“ICASA has made this determination because of ineffective pricing and competition in the market. We all know that South Africa has always been said that the cost of communication is still high. Recently, there was a global IT report that said that South Africa is ranked 117th out of 140 countries in terms of the high cost of communication,” ICASA spokesperson Paseka Maleka told CNBC Africa on Monday.
“This is one of the interventions that ICASA’s coming up with and right now, what we’re proposing to be on the draft regulations is that the termination rates must reduce from 40 cents to 10 cents in the next three years.”
The termination rates review will allow the Independent Communications Authority of South Africa (ICASA) to create a balanced framework for fixed line and cell phone rates, and encourage consumer choice in the industry.
“South Africa comes from a history whereby we didn’t have a lot of mobile companies who are providing this service. Even now, you only have about two fixed line companies, so there isn’t a lot of competition,” Maleka explained.

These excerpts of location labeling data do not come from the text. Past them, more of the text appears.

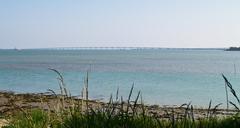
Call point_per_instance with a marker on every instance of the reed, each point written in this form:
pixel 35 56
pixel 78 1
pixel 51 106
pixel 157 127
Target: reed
pixel 117 113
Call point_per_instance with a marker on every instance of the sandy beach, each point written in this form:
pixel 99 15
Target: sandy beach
pixel 10 103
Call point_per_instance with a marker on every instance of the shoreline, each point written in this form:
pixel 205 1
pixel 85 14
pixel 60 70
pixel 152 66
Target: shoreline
pixel 10 103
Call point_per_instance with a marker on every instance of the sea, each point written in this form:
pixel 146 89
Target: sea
pixel 163 76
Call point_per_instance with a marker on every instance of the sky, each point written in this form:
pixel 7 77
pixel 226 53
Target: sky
pixel 119 23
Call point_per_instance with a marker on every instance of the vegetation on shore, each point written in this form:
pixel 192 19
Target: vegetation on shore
pixel 118 113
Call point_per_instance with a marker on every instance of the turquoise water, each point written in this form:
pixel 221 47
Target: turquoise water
pixel 164 76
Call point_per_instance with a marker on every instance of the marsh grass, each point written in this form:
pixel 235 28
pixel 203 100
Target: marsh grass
pixel 117 113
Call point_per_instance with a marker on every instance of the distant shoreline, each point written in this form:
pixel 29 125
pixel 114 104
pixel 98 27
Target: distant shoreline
pixel 117 48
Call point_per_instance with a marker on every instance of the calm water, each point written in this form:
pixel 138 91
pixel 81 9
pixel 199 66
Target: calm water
pixel 164 76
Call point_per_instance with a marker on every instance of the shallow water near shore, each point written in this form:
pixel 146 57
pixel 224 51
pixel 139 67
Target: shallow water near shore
pixel 164 76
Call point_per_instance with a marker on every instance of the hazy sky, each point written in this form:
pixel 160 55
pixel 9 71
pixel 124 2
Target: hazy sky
pixel 119 23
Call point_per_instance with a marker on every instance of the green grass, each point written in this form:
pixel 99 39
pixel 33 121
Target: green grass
pixel 117 114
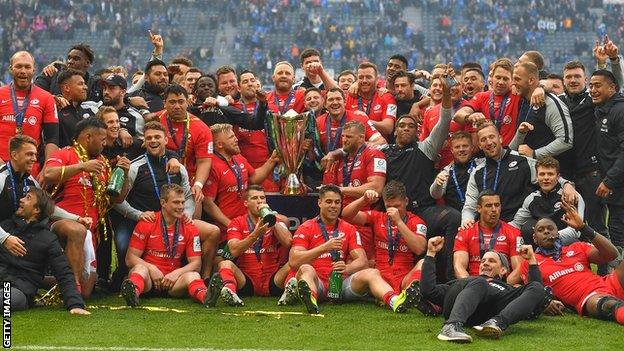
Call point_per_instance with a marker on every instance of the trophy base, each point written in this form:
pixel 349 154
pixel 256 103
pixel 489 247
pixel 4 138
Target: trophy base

“We’re trying to intervene to make sure that the cost of communication is reduced and at the end of the day people pay nothing at all.”
This review of termination rates could greatly benefit smaller telecommunications companies, and throttle unfair competition within the space.
Maleka added that the proposed regulation will first be on a wholesale level before filtering down to a retail level.
Revised termination rates will directly make changes in larger mobile network operators Vodacom and MTN, where they will be required to charge the 40 cents termination rate.
Smaller mobile network operators such as Telkom Mobile and Cell C will however be able to charge rates slightly higher than 40 cents, but still asymmetrical, as they have less than 20 per cent of the telecommunications market share.
The asymmetrical charge will favour smaller companies in order to increase their competitive abilities over the next five years if the regulations are finalised.
“We’re trying to make sure that they get the market share as well, because currently their market share is less than 20 per cent. What we’re going to propose in the regulations is that whoever has got a less than 20 per cent market share, is supposed to charge an extra fee in terms of the asymmetrical charge,” said Maleka.